1. Big brand curved TVs and mega booths are cool, but to me this year’s show was all about the rise of the crowdfunded hardware startup.
2. It’s official, there are now more wearable wristband vendors than there are human wrists on the planet.
3. The wearables category is still waiting for its disruptive “iPhone moment”. New releases show nice progress, but mostly incremental. Smart watches have a long way to go.
4. Accelerating trends on display, still early: family tech and senior tech.
5. The lines between the tech and non-tech worlds keep blurring. Pizza Hut and Ford both had a very noticeable presence and were pitching their tech innovation.
6. Hardware innovation is truly global. Some of the most interesting startups I met were from Manchester (UK), Ukraine and Lebanon. France continues to be very active in the space (Parrot, Withings, Netatmo, Sen.se, etc.). [UPDATE: See below some great 3D visualizations of the latest Withings and Sen.se products, produced by SketchFab]
7. China was left, front and center. Not just as the “workshop of the world” but, more strikingly, as as a producer/innovator in their own right. The rise of the juggernaut only seems to be accelerating.
8. In home automation, entrepreneurs were talking a lot about AllJoyn, Qualcomm’s open source platform and language, and the AllSeen alliance that is going to promote an open standard for the Internet of Things.
9. In 3D printing, Makerbot is killing it, with its three gorgeous new printers.
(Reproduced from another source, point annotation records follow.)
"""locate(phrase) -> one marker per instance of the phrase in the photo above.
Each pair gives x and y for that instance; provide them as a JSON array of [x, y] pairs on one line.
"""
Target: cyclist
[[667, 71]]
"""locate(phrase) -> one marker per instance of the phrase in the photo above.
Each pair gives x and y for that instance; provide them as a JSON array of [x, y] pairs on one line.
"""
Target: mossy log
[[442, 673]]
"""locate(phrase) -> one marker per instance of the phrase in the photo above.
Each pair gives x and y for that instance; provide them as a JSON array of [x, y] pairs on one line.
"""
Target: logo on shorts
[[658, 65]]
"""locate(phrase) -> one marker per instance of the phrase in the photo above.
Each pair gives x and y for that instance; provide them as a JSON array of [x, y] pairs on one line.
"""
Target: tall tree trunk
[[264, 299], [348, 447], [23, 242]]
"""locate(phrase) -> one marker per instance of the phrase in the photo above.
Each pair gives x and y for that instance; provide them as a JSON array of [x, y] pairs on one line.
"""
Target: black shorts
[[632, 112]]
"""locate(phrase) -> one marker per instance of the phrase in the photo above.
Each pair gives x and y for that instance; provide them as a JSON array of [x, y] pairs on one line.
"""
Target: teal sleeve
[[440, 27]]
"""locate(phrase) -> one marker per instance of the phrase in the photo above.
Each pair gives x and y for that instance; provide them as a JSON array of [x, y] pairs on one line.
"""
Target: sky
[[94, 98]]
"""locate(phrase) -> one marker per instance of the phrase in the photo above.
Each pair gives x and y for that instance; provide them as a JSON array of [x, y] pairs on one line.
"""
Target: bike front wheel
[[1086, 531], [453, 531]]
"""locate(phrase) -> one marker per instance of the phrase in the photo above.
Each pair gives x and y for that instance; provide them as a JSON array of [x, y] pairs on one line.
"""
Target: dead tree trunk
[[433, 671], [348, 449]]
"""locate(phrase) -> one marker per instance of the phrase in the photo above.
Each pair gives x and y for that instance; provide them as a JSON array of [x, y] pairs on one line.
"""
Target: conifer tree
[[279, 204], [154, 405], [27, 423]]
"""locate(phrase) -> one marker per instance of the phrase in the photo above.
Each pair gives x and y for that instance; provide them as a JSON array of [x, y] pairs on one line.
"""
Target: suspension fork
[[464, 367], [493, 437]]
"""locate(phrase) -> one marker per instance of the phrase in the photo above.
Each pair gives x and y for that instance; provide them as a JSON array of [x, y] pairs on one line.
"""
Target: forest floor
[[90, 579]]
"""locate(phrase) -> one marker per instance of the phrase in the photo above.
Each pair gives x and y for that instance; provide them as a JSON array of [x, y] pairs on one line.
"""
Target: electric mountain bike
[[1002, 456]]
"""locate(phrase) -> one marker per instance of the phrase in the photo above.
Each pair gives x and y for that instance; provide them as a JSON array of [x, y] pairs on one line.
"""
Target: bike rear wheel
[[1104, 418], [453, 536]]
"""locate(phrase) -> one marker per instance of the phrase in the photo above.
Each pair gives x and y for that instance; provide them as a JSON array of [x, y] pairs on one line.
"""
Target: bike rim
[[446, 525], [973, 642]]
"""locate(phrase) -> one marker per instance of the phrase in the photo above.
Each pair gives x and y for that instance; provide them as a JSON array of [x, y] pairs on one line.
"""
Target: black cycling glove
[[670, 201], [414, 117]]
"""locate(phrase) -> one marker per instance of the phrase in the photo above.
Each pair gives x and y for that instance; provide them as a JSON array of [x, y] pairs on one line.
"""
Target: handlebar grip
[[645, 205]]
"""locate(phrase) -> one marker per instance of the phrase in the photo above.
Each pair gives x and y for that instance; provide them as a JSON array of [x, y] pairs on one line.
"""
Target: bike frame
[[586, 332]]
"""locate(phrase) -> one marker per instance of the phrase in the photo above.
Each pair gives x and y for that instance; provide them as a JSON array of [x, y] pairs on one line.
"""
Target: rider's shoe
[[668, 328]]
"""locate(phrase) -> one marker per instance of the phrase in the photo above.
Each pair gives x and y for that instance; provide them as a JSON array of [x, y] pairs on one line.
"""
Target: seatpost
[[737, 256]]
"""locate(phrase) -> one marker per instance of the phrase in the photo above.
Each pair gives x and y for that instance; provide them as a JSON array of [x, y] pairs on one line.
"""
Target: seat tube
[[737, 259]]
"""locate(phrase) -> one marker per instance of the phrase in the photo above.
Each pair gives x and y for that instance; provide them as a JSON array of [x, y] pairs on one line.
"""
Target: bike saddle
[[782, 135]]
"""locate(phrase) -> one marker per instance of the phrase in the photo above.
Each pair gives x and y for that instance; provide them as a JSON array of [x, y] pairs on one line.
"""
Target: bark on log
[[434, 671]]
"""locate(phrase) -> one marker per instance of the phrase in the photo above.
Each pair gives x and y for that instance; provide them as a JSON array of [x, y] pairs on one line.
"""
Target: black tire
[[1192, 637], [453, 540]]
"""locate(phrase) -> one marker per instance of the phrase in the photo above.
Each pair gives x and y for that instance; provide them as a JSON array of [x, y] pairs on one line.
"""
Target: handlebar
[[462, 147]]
Toys still seem to be the killer app for consumer 3D printing, although the new Chefjet chocolate 3D printer by 3D systems was pretty awesome. Consolidation in the consumer 3D printer space seems likely, in the not-too-distant future.
10. Yves Behar and Bre Pettis are incredible creative and entrepreneurial minds, who deserve all the hype they get. I got to witness this firsthand as a judge on the finals of the first TechCrunch Hardware Battlefield (with Jen McCabe, also very sharp), as they turned the judging into a real time mentoring session, providing insights that were worth way more than the top $50,000 prize. Exciting and inspiring.